The history of Irish Red Ale is difficult to trace. Many Irish Ales made in Ireland are closely related to English Bitters, and some characterize Irish Red as a sub-category of English Bitters or Pale Ales. Others believe Irish Red stands as its own distinct style. Some” Irish Ales “ are lagers, though they share many of the same characteristics as ales. Adding to the confusion, breweries in America have taken American Amber Ales and added coloring or a bit of roasted malt and called that Irish Red as well.
Despite the variations and complex origins, the BJCP (Beer Judge Certification Program) style guide now recognize Irish Red Ale as its own distinct style of beer. The recognized style most closely matches the Irish Red Ales brewed in Ireland such as Smithwick’s, Beamish Red Ale, Caffrey’s Irish Ale, Goose Island Kilgubbin Red Ale, and Murphy’s Irish Red.
Irish Reds have virtually no hop aroma low to moderate hop flavor and have low to moderate malty aroma and flavor. They have a very clean finish with a low buttery or toffee flavor. The use of roasted barley for coloring often results in a slightly roasted finish and creates a dry finish to the beer.
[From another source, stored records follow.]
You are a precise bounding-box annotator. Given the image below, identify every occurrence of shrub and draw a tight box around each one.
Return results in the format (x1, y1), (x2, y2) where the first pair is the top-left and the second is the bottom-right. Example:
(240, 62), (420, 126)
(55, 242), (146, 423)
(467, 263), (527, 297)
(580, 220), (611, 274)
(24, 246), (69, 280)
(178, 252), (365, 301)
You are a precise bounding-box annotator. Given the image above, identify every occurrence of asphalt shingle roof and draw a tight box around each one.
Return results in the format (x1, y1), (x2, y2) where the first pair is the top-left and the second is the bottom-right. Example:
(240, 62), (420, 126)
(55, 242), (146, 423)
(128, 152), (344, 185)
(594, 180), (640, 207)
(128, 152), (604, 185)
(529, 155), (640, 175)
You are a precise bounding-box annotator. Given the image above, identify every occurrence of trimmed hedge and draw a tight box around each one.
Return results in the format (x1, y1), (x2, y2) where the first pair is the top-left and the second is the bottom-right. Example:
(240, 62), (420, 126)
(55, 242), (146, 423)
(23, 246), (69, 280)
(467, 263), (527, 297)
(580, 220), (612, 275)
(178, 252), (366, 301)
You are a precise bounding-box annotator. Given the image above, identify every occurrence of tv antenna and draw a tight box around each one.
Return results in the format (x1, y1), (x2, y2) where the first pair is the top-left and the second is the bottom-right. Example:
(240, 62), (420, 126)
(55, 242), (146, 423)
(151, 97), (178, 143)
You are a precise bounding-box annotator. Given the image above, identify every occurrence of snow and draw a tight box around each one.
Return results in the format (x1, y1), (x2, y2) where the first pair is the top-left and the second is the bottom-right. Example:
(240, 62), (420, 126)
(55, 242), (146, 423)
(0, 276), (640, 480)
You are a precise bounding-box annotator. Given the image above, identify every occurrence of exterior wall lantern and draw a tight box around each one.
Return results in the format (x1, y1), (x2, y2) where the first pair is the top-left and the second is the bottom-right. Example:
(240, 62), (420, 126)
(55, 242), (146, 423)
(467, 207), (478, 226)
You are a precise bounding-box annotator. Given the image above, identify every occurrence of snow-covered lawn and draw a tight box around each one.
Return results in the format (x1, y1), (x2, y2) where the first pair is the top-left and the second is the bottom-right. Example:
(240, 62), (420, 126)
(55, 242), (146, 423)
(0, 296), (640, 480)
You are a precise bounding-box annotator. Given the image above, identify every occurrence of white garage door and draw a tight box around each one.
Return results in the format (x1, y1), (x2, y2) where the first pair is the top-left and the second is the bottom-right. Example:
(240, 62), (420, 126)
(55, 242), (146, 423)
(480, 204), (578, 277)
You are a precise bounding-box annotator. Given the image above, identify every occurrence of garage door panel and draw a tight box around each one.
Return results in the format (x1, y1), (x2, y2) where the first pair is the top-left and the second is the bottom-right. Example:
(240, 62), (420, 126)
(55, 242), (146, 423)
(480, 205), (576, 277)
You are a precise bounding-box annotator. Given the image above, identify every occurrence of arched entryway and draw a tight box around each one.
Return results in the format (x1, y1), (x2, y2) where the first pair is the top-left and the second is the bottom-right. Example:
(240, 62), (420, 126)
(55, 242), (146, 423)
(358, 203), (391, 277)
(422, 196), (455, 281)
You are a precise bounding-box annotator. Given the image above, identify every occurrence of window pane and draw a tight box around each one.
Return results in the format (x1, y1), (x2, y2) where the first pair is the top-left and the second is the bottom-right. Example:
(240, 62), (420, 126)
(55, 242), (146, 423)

Unlike English Ales, Irish Red has no ester (fruity) flavors.
The beer should be easy to drink.
Irish Red starts with traditional Irish grains. A moderate amount Caramel malt is used to aid in body, flavor and head retention.
The key malt for a red ale, however, is roast barley which is added in very small quantities for coloring. It is the roast barley that gives an Irish Red its traditional deep red color.